Contrary to what Parenti says concerning the advertising market, Christians, Rotzoll, and Fackler (1987, p.193) say that “the sheer volume of mass advertising dulls its message, thereby making it less effective”.  But if this was so, why then does an effective campaign find consumer mocking the jingles the commercial advertising produce?

Accordingly, Christians, Rotzoll, and Fackler argue that consumers have no difficulty perceiving the intended meaning of advertisements, nor are they “manipulate” by them.  In their reasoning, “advertising serves as part of our culture” and they argue that we should not “forget that we are, in part, a nation founded because of advertising” (Christians Et Al 1987, p. 194-195).  When they elaborate on this aspect of advertising history, they fail to realize they contradict themselves; the observations of Daniel Booskin, they so earnestly quote, draws attention to contradictions and discrepancy:

“Never was there a more outrageous or more unscrupulous or more ill-informed advertising campaign than that by which the promoters of the American colonies brought settlers here.  Brochures published in England in the seventeenth century, some even earlier, were full of hopeful overstatements, half-truths, and downright lies along with some facts . . . ” (Christians et al. 1987, p. 194).

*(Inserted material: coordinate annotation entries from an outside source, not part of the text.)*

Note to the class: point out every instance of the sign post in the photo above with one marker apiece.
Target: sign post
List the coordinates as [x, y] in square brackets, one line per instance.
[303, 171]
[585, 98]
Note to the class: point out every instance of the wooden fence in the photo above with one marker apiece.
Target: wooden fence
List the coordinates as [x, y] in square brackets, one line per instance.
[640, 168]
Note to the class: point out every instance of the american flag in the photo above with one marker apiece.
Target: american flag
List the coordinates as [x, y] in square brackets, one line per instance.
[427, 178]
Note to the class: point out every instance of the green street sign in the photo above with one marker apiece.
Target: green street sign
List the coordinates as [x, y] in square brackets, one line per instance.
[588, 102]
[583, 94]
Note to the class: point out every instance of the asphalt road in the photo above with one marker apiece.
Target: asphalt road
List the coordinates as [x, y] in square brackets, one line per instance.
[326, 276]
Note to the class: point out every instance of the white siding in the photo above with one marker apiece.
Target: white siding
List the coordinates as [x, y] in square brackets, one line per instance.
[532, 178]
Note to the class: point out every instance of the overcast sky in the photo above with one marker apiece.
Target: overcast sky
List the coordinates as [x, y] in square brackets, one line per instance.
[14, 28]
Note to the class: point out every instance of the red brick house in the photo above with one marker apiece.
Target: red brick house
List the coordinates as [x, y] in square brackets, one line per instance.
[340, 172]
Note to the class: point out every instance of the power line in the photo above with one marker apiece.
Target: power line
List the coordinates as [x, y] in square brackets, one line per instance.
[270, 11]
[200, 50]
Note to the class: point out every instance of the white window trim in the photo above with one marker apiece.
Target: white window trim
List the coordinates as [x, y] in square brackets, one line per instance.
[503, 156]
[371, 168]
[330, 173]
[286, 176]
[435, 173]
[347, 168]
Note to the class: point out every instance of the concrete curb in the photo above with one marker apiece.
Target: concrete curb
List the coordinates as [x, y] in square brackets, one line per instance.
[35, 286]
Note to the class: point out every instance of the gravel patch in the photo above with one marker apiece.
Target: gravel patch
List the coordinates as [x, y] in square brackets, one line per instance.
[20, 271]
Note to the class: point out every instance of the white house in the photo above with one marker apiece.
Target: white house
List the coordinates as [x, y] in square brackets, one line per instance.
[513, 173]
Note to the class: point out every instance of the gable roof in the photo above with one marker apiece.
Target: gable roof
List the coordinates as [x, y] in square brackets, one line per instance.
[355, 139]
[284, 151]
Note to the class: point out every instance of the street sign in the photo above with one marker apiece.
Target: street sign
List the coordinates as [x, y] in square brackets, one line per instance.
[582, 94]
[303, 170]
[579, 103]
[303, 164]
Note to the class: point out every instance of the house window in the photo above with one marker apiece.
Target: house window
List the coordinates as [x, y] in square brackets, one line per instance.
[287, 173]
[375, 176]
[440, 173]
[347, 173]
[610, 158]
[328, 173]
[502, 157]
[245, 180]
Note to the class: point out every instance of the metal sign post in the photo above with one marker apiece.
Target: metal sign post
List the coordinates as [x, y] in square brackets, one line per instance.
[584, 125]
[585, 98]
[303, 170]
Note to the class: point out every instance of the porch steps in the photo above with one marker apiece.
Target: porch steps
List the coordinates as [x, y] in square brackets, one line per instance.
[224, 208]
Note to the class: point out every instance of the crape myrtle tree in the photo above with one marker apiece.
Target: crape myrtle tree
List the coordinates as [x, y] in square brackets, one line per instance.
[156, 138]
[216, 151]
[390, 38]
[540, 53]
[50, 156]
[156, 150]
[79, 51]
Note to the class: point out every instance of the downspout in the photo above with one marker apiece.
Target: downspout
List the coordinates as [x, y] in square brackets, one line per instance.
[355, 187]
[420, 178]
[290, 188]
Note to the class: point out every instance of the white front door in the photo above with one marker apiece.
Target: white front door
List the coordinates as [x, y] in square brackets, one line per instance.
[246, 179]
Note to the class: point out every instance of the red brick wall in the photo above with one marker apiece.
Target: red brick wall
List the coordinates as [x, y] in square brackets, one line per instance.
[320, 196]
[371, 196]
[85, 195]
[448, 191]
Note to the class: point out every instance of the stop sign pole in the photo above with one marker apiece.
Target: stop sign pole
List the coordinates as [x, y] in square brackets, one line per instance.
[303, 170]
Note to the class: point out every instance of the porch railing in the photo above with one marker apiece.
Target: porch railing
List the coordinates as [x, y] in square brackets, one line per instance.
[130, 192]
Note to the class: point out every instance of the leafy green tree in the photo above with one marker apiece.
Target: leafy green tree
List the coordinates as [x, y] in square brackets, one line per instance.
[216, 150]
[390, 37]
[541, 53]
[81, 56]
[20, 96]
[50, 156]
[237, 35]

What the pro-advertisers fail to recognize here is the fact that those people who are coerced into coming to America are manipulated by the falseness of the advertisements which ultimately results in oppression by the oppressor (the advertiser).  America fights for freedom to alleviate the pretext of a false front.  Americans fight to free themselves from the oppression of their oppressor.

The advertisers’ message says:  when there is no clear defense, claim ignorance; this ambiguous message is loud and clear:

“Advertising’s actual effects are . . . not clearly known” . . . “We understand advertising only if we understand its complexity . . . We understand advertising only if we understand its uncertainty. . . We understand advertising only if we understand its ambiguity” (Christians, Rotzoll, and Fackler 1987, p. 193-196).

With advertising’s overwhelming systematic treatment of the consumer, how can the advertisers say:  The public is not helpless to its influence?  Does not ambiguity, uncertainty, and lack of understanding present a hazard to society?  Does not the convergent force of the advertising messages take control of the unsuspecting?